We can answer the second half more precisely. Every AI product is, in part, an organizational intervention. It ships not just code and weights but an implicit theory of how work should be reorganized around it: who reviews what, who is accountable when, which decisions migrate from humans to systems, what skills become load-bearing and what skills decay, how teams coordinate through the new tool, how information flows or fails to. That theory ships either way — explicitly or implicitly, deliberately or by accident. Only the explicit theory can be debated, refined, tested, and held to account.
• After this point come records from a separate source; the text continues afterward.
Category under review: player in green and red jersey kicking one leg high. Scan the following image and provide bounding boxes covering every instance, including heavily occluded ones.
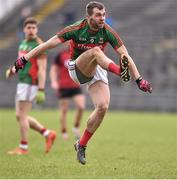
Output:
[9,1,152,164]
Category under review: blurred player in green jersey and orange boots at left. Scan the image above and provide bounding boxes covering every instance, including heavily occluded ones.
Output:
[8,18,56,155]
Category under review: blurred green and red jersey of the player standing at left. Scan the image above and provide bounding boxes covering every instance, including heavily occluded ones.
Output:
[18,37,46,85]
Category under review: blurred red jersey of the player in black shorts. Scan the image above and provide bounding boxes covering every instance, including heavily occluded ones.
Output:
[54,51,80,88]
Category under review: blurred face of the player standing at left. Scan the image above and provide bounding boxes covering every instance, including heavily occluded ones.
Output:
[24,24,38,39]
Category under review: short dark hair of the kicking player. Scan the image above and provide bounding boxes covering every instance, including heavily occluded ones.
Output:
[86,1,105,16]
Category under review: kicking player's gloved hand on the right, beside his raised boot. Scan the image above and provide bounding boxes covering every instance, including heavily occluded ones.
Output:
[136,76,152,93]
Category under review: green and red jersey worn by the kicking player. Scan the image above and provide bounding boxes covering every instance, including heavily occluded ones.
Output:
[57,19,123,60]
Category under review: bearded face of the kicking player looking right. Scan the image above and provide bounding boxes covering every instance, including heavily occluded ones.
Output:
[88,8,106,29]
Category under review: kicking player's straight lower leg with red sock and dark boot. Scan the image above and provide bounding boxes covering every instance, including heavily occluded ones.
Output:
[74,81,110,164]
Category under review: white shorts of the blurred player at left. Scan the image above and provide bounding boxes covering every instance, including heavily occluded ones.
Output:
[15,83,38,102]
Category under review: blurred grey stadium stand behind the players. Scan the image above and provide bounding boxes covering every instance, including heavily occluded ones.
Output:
[0,0,177,112]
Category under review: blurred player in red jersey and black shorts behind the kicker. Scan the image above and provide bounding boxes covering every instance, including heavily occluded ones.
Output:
[50,45,85,139]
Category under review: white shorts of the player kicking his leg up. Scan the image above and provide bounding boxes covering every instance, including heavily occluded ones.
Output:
[68,61,108,86]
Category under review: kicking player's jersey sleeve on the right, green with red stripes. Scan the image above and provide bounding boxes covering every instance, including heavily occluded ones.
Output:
[105,25,123,49]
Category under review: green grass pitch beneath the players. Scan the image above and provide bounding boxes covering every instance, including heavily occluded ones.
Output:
[0,110,177,179]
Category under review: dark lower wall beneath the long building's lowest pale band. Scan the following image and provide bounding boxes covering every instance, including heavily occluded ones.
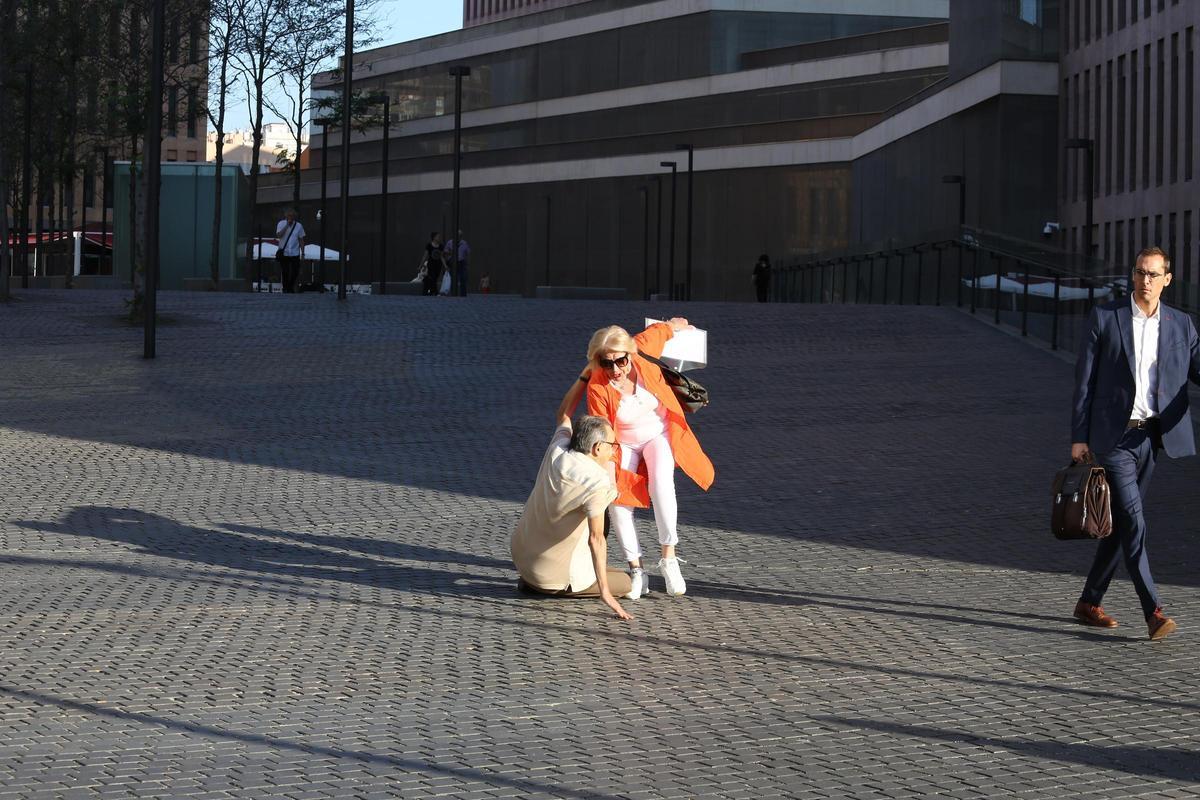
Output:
[256,164,851,300]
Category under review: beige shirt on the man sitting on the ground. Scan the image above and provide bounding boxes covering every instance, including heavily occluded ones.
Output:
[512,426,617,591]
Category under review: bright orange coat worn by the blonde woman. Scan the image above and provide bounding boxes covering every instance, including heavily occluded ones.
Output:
[588,323,716,509]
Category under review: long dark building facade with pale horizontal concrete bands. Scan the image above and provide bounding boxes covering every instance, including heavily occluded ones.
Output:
[258,0,949,299]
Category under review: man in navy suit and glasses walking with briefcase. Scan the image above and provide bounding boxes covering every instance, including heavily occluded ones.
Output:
[1070,247,1200,639]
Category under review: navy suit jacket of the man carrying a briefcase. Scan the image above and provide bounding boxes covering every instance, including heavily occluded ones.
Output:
[1070,297,1200,458]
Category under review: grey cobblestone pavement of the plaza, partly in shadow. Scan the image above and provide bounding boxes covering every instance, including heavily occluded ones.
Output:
[0,291,1200,800]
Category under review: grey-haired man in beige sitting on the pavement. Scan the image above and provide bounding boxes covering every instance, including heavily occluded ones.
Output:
[512,415,632,619]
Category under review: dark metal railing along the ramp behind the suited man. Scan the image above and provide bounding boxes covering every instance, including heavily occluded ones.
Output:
[770,228,1200,357]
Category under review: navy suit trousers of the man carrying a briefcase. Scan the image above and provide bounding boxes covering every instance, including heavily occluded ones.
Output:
[1080,429,1159,616]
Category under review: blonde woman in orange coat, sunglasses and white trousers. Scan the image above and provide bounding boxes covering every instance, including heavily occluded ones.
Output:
[559,317,714,600]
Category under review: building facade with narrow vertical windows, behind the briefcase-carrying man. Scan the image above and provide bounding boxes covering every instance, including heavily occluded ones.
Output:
[1058,0,1200,307]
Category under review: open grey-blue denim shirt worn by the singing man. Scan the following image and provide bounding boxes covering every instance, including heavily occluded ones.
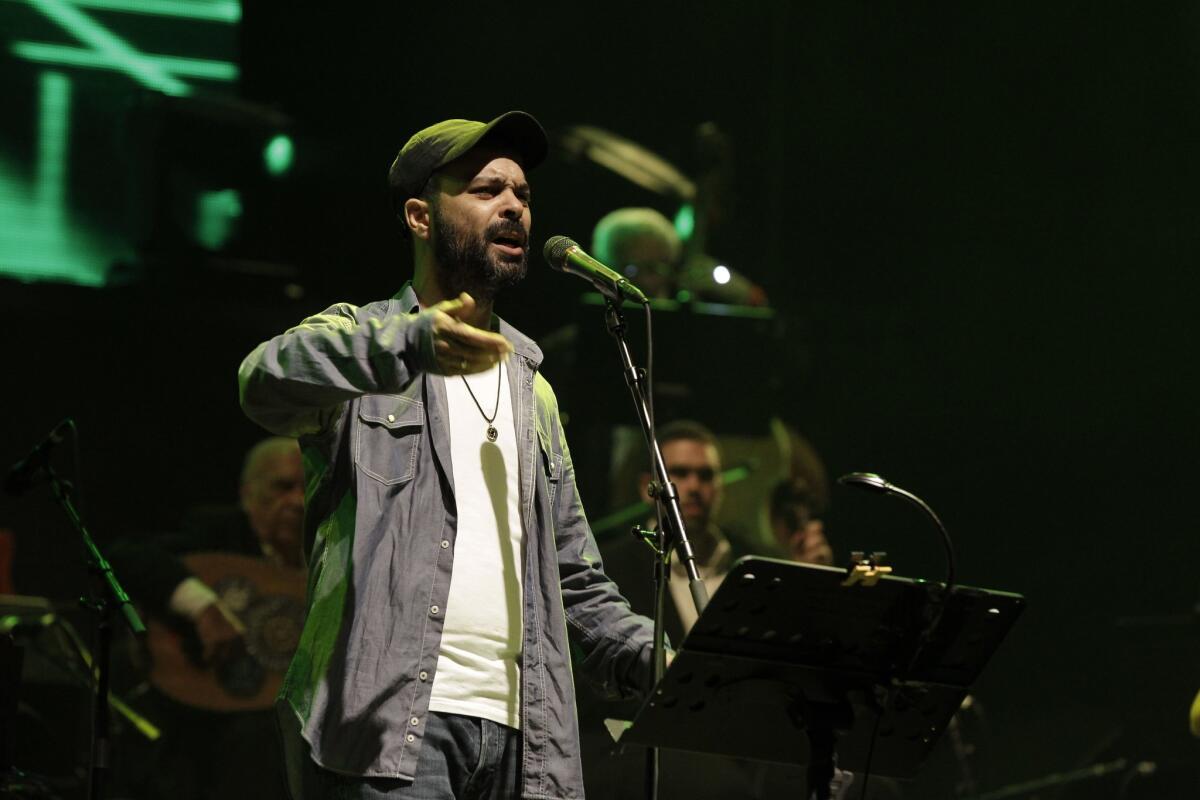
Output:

A piece of macroeconomic theory frames the stakes. The Productivity J-Curve, formalized by Brynjolfsson, Rock and Syverson in 2021 in the American Economic Journal: Macroeconomics, describes a recurring pattern in the diffusion of general-purpose technologies — economists’ term for technologies, like the steam engine, electricity, or the computer, that affect a wide range of industries and require significant complementary changes in how production is organized. When a new general-purpose technology arrives, organizations must make large intangible investments — in process redesign, retraining, restructuring, new measurement systems — long before the technology produces measurable output gains. Because those investments are expensed rather than capitalized in standard accounting, measured productivity falls before it rises [17]. The bottom of the J is where the invisible work is being done; the rise is the harvest. The MIT NANDA finding and the J-Curve are the same story from different angles. The 95% of enterprise GenAI initiatives delivering no measurable P&L impact are not simply failed deployments — some are organizations sitting at the bottom of the J without realizing it, because they have not done the intangible work; others have done some of it, but ship AI products carrying implicit theories nobody designed, defends, or knows how to revise.

For the C-suite reader: stop asking how mature is our AI? The ladder it implies is the wrong shape. Start asking what theory of our organization is encoded in the AI we are shipping and buying — and is it the theory we would defend if we made it explicit? If the answer is that nobody knows, the organization has already begun to be reshaped by an unowned theory.

For the technical leader: ship the theory, not just the system. The implicit theory ships either way; only the explicit one is debatable. The work of making it explicit — saying out loud who is supposed to verify what, where the jagged frontier of this model lives in this workflow, how the team is supposed to coordinate around the new agent, what the apprenticeship pipeline becomes when juniors no longer do the work that built their predecessors — is what distinguishes the AI products that land from the ones that decorate the failure rate.

The AI transformation organizations are now being told they need is not a technology adoption. It is a structural reorganization of the firm, taking place at the speed of model releases and on the terms of whatever theory the products and the regulators happen to be carrying. Naming that theory, and choosing it deliberately, is the work that the next several years will reward.

A note on method

This essay was co-written with Anthropic’s Claude (Opus 4.6) and researched with Google NotebookLM. Argument, structure, and editorial decisions are mine; the AI assisted with research synthesis, drafting, and reference verification. All cited sources were independently fetched and verified.